Hace un siglo, cuando Harrods decidió instalar su
primer emporio en el extranjero, eligió Buenos Aires. En 1914, la
Argentina se destacó como el país del futuro. Su economía había crecido
más rápido que la de Estados Unidos durante las cuatro décadas previas.
Su PBI per cápita era más alto que el de
Alemania, Francia o Italia. Se jactaba maravillosamente de sus fértiles
tierras para agricultura, su clima soleado, una nueva democracia (el
sufragio universal masculino fue introducido en 1912), una población
educada y el baile más erótico del mundo. Los inmigrantes bailaban tango
fueran de donde fueran. Para los jóvenes y ambiciosos, la elección
entre la Argentina y California era difícil.

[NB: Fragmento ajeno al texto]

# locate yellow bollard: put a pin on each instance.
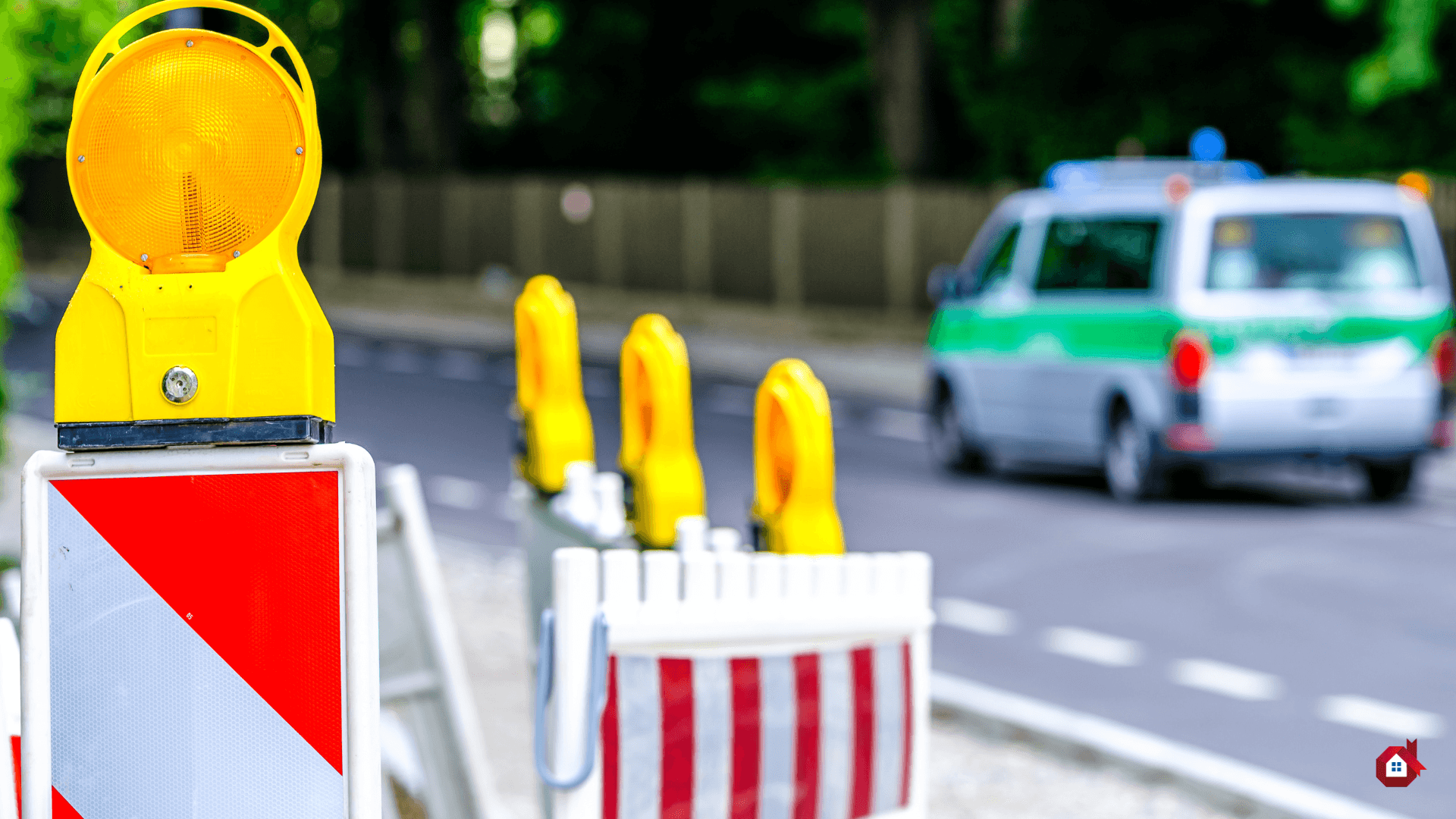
(658, 455)
(555, 425)
(194, 159)
(794, 464)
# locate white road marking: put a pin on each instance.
(456, 493)
(730, 400)
(1229, 681)
(1381, 717)
(902, 425)
(459, 365)
(970, 615)
(1092, 646)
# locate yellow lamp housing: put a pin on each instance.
(194, 159)
(658, 457)
(555, 425)
(794, 464)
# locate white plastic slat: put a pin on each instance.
(660, 577)
(767, 577)
(619, 577)
(829, 577)
(856, 575)
(699, 577)
(733, 577)
(799, 577)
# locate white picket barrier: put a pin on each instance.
(433, 745)
(734, 686)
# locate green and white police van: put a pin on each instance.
(1152, 318)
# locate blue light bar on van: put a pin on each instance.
(1087, 175)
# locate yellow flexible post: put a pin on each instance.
(657, 431)
(794, 464)
(555, 425)
(194, 159)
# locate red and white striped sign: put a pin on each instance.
(821, 735)
(196, 646)
(764, 687)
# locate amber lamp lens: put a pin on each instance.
(187, 152)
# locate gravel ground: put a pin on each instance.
(973, 773)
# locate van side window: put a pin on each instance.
(998, 265)
(1098, 254)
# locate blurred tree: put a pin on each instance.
(899, 38)
(764, 88)
(1087, 74)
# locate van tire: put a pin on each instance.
(1389, 480)
(1128, 460)
(946, 438)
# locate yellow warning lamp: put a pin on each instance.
(794, 464)
(1417, 183)
(194, 159)
(555, 425)
(658, 453)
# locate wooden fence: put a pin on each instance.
(783, 245)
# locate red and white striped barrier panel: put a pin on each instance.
(201, 635)
(742, 687)
(11, 713)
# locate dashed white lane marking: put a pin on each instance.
(730, 400)
(456, 493)
(1229, 681)
(1381, 717)
(1092, 646)
(897, 425)
(970, 615)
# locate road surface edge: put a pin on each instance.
(1149, 751)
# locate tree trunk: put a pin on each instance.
(899, 37)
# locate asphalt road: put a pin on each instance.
(1285, 621)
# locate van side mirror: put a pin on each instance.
(943, 283)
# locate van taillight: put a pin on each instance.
(1190, 359)
(1443, 357)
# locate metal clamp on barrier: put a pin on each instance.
(794, 464)
(596, 698)
(657, 455)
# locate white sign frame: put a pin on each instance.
(360, 591)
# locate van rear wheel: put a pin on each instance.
(1128, 461)
(1389, 480)
(946, 438)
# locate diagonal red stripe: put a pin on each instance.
(61, 809)
(15, 758)
(747, 738)
(253, 564)
(676, 681)
(610, 745)
(805, 736)
(909, 732)
(862, 681)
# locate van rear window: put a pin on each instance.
(1098, 254)
(1310, 251)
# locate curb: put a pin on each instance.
(1248, 789)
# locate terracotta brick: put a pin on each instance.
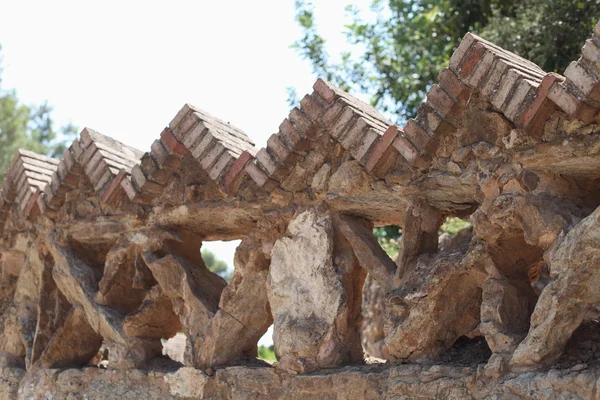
(266, 161)
(288, 134)
(432, 122)
(343, 123)
(195, 135)
(257, 175)
(138, 179)
(381, 147)
(416, 134)
(31, 209)
(41, 204)
(540, 109)
(202, 148)
(172, 144)
(128, 188)
(332, 114)
(104, 179)
(471, 59)
(453, 86)
(234, 175)
(324, 90)
(460, 52)
(406, 148)
(303, 125)
(481, 71)
(211, 156)
(591, 54)
(583, 80)
(493, 79)
(364, 144)
(277, 148)
(560, 95)
(158, 152)
(522, 95)
(507, 85)
(148, 165)
(222, 165)
(353, 134)
(114, 190)
(310, 107)
(440, 100)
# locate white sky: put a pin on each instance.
(125, 68)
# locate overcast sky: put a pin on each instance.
(124, 68)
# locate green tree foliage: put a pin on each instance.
(266, 353)
(215, 265)
(28, 127)
(399, 47)
(550, 33)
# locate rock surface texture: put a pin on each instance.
(100, 251)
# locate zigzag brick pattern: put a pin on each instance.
(514, 86)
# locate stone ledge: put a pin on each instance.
(375, 381)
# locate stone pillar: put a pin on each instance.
(314, 289)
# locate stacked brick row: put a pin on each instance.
(218, 146)
(524, 93)
(29, 173)
(105, 162)
(579, 94)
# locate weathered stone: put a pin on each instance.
(563, 304)
(320, 332)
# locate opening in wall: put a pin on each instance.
(266, 350)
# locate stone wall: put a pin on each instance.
(100, 251)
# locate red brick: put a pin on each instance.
(381, 147)
(509, 81)
(353, 134)
(450, 82)
(288, 134)
(493, 79)
(277, 148)
(324, 90)
(128, 188)
(481, 70)
(406, 148)
(416, 134)
(222, 164)
(304, 126)
(343, 123)
(470, 61)
(440, 100)
(560, 95)
(364, 144)
(583, 80)
(257, 175)
(114, 192)
(332, 114)
(194, 135)
(540, 109)
(172, 144)
(523, 94)
(311, 108)
(266, 161)
(235, 173)
(460, 52)
(31, 209)
(210, 157)
(158, 152)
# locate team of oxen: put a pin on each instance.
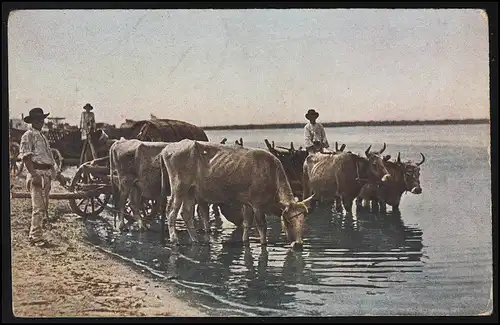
(245, 184)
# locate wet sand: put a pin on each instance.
(71, 278)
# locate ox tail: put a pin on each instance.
(115, 193)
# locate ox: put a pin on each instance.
(293, 162)
(215, 173)
(405, 177)
(342, 175)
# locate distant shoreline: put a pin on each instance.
(347, 124)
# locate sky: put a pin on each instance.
(254, 66)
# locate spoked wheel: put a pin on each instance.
(92, 206)
(16, 164)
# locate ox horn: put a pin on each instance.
(367, 151)
(423, 159)
(268, 145)
(383, 149)
(308, 199)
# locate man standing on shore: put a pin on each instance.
(314, 133)
(42, 169)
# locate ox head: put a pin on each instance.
(292, 221)
(376, 167)
(411, 174)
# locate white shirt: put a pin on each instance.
(315, 132)
(87, 121)
(35, 145)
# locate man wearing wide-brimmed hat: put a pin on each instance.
(314, 133)
(42, 169)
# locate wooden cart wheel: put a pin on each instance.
(90, 207)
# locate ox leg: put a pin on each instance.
(338, 204)
(174, 207)
(382, 207)
(347, 202)
(187, 214)
(218, 220)
(260, 220)
(374, 205)
(359, 202)
(247, 222)
(203, 212)
(135, 203)
(124, 194)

Todavía hay muchas cosas para amar sobre la
Argentina, desde las gloriosas tierras desoladas de la Patagonia al
mejor jugador de fútbol del mundo, Lionel Messi. Los argentinos siguen
siendo los más lindos del planeta. Pero su país es una ruina. Harrods
cerró en 1998. La Argentina está otra vez en el centro de una crisis de
los mercados emergentes. Esto puede ser atribuido a la incompetencia de
la presidenta, Cristina Fernández, pero ella es sólo la última en una
sucesión de populistas económicamente analfabetos, que llega hasta Juan y
Eva (Evita) Perón, y antes. Olvídense de competir con los alemanes. Los
chilenos y los uruguayos, los países locales a los cuales la Argentina
solía mirar desde arriba, son ahora más ricos. A los chicos de esos dos
países -y de Brasil y México también- les va mejor en las pruebas
internacionales.
¿Por qué extenderse sobre una sola tragedia
nacional? Cuando la gente considera qué es lo mejor que le podría pasar a
su país, piensan en el totalitarismo. Dado el fracaso del comunismo,
ese destino no parece probable. Si Indonesia estuviera por hervir, sus
ciudadanos difícilmente mirarían hacia Corea del Norte como un modelo;
los gobiernos en Madrid o Atenas no están citando a Lenin como la
respuesta a sus esfuerzos con el euro. El peligro real está
involuntariamente atrayendo a la Argentina del siglo XXI. Dormirse en
forma casual en un firme declive no sería difícil. El extremismo no es
un ingrediente necesario, al menos no tanto: instituciones débiles,
políticos de nacimiento, dependencia vaga en unos cuantos activos y una
persistente negativa a enfrentarse a la realidad serán suficientes.
Como en cualquier otro país, la historia de la
Argentina es única. Tuvo mala suerte. Su economía a base de la
exportación fue magullada por el proteccionismo de los años de
entreguerra. Se confió demasiado en Gran Bretaña como socio comercial.
Los Perón eran populistas inusualmente seductores. Como la mayor parte
de los países de América latina, la Argentina abrazó el Consenso de
Washington a favor del libre mercado y la privatización en los 1990s y
sujetó el valor del peso al del dólar. Pero la crisis de 2001 fue
particularmente salvaje y dejó a los argentinos permanentemente
desconfiados de la reforma liberal
La mala fortuna no es la única culpable, sin
embargo. En su economía, sus políticas y su reticencia a la reforma, el
declive de la Argentina ha sido largamente auto inflingido.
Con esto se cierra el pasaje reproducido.